Our exhibition in the Round Church, Magna Carta 1215-2015, is perfectly placed: in one of the few surviving buildings that featured in the formation of Magna Carta, the King’s London headquarters, setting for fraught negotiations in 1214-15, and burial place of William Marshal I, the hero of Magna Carta, and of his son William Marshal II, one of the 25 Surety Barons at Runnymede. Their effigies still lie side-by-side.
On loan to the exhibition are four 19th century plaster casts of medieval monuments, lent by the Victoria & Albert Museum, representing the Charter’s protagonists: William Marshal I and II (our own effigies, whose casts were taken before the damage suffered in the Blitz), King John (Worcester Cathedral) and King Henry III (Westminster Abbey).
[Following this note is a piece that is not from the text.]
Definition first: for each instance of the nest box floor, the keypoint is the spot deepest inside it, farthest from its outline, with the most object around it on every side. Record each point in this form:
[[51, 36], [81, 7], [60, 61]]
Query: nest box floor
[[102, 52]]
The Palace of Westminster has lent us the spectacular statues of two of the Charter’s Surety Barons (1840s), from the Chamber of the House of Lords, a programmatic statement of peers’ duty, through all subsequent centuries, both to serve the Sovereign and to protect the citizens from any usurpation by the Sovereign’s government of over-reaching power.
The exhibition traces the long and often contested path from 1215 to the present day, from the enforceable rights and constraints first confirmed at Runnymede through to the liberties and rights enjoyed throughout the Common Law world today. For further history on the Church and Magna Carta, click here.
There is no extra charge for admission to the exhibition.